WRT54GL OOM, dnsmasq and crond killed

If your problem doesn't fall into one of the other categories, report it here.

Moderator: Moderators

jdmulloy
Posts: 12
Joined: Thu May 27, 2010 5:36 pm

WRT54GL OOM, dnsmasq and crond killed

Post by jdmulloy »

I just installed Gargoyle 1.3.5 on my WRT54GL and installed it as the router for my apartment. The main reason I did this so I could use the QoS feature so that bittorrent wouldn't kill the connection for everyone. So far it seems to be working well but I experienced a crash, sort of. The OS was still up and I could get to the router through the web config and ssh just fine, but I couldn't get out to the internet. I took a look at the output of dmesg and found that dnsmasq was killed disabling DNS and DHCP. I think it ran out of memory. ip_conntrack also seemed to have some trouble. Are there any parameters I should adjust like "Max Connections" on the "firewall->connection limits" page? Do I simply not have enough RAM in my router for what I'm trying to do?

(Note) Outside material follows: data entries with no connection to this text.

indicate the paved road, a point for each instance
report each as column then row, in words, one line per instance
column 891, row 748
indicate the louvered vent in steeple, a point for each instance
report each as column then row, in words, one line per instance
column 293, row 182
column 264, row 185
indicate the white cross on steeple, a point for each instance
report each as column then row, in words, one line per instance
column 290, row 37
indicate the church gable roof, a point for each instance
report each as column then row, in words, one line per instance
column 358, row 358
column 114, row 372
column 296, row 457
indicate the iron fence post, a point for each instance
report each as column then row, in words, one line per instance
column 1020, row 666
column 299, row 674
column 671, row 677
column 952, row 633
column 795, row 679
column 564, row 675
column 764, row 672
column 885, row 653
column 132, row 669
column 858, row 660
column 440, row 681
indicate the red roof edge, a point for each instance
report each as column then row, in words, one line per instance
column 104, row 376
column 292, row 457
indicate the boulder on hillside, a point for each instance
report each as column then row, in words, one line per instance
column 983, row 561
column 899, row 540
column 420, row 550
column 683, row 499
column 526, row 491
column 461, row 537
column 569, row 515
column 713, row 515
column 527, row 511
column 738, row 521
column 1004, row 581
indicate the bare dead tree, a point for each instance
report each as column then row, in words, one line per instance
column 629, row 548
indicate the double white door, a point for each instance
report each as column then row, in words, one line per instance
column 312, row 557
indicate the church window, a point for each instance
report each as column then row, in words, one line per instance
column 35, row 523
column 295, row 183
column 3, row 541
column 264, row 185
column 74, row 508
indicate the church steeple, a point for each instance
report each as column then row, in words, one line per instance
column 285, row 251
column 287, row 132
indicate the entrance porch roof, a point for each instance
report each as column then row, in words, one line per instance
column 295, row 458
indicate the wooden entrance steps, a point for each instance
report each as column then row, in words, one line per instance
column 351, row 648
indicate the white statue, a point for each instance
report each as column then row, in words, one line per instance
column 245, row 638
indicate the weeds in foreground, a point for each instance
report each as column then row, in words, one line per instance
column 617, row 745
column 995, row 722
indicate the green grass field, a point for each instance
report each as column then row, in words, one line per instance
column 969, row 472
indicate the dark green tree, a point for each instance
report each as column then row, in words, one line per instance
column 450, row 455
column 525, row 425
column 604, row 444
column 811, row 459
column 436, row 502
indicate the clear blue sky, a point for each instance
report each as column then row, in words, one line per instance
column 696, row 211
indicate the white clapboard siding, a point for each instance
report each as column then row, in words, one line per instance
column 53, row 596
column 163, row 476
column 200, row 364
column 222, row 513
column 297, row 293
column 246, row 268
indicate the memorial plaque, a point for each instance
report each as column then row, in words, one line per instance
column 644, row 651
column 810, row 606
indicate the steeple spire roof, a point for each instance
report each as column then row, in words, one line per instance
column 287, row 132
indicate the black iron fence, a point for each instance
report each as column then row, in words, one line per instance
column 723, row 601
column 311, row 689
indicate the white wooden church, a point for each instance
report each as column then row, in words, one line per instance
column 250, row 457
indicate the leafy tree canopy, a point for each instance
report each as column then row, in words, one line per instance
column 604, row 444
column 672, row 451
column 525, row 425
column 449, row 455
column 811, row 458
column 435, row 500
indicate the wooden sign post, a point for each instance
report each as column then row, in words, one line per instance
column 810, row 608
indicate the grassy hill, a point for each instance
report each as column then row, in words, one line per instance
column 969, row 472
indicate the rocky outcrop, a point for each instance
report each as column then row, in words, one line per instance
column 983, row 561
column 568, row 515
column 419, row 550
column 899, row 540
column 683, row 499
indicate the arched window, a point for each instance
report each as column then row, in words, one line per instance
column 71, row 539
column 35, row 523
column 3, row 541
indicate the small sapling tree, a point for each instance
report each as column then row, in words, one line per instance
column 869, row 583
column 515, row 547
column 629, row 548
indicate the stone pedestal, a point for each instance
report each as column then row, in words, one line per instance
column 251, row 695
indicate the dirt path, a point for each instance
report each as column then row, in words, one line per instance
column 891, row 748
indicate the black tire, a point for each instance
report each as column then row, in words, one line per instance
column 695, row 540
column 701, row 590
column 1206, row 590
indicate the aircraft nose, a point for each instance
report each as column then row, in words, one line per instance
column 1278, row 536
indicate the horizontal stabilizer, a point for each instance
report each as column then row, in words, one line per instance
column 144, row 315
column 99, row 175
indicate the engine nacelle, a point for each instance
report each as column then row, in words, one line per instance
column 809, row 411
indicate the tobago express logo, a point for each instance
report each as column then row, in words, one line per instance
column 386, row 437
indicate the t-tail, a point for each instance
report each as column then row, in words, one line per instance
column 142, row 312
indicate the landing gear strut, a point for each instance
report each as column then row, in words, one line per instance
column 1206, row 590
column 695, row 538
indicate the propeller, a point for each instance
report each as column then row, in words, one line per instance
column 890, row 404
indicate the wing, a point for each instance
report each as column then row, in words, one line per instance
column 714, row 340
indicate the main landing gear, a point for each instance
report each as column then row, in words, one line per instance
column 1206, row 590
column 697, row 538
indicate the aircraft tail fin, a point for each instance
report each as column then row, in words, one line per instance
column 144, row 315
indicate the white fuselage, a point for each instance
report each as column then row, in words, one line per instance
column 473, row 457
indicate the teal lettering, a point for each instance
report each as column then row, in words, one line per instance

I saved the entire dmesg output but I'll just post the interesting bits here. Let me know if you want me to post the full output or upload it somewhere.

Code: Select all

ip_conntrack: table full, dropping packet.
ip_conntrack: table full, dropping packet.
ip_conntrack: table full, dropping packet.
NET: 24 messages suppressed.
ip_conntrack: table full, dropping packet.
NET: 30 messages suppressed.
ip_conntrack: table full, dropping packet.

Code: Select all

__alloc_pages: 0-order allocation failed (gfp=0x1d2/0)
__alloc_pages: 0-order allocation failed (gfp=0x1d2/0)
VM: killing process crond
__alloc_pages: 0-order allocation failed (gfp=0x1d2/0)
__alloc_pages: 0-order allocation failed (gfp=0x1d2/0)
__alloc_pages: 0-order allocation failed (gfp=0x1d2/0)
__alloc_pages: 0-order allocation failed (gfp=0x1d2/0)
__alloc_pages: 0-order allocation failed (gfp=0x1d2/0)
__alloc_pages: 0-order allocation failed (gfp=0x1d2/0)
__alloc_pages: 0-order allocation failed (gfp=0x1d2/0)
VM: killing process dnsmasq

jdmulloy
Posts: 12
Joined: Thu May 27, 2010 5:36 pm

Re: WRT54GL OOM, dnsmasq and crond killed

Post by jdmulloy »

Code: Select all

root@gateway:~# free   
              total         used         free       shared      buffers
  Mem:        14336        13684          652            0         1536
 Swap:            0            0            0
Total:        14336        13684          652
I just rebooted the router and it already low on memory. Maybe I just need a router with more RAM. I just bought a couple of the Gargoyle pocket routers, so I could rig something up but I'd hate to put all my internet access through wifi, although most of the traffic is already over wifi.

pbix
Developer
Posts: 1373
Joined: Fri Aug 21, 2009 5:09 pm

Re: WRT54GL OOM, dnsmasq and crond killed

Post by pbix »

Yeah there appears to be issues running Gargoyle on the WRT54GL. I have one and am investigating myself. In the short term make sure you disable the active congestion controller and all your Quota rules. Then I think the rest of QoS should work OK.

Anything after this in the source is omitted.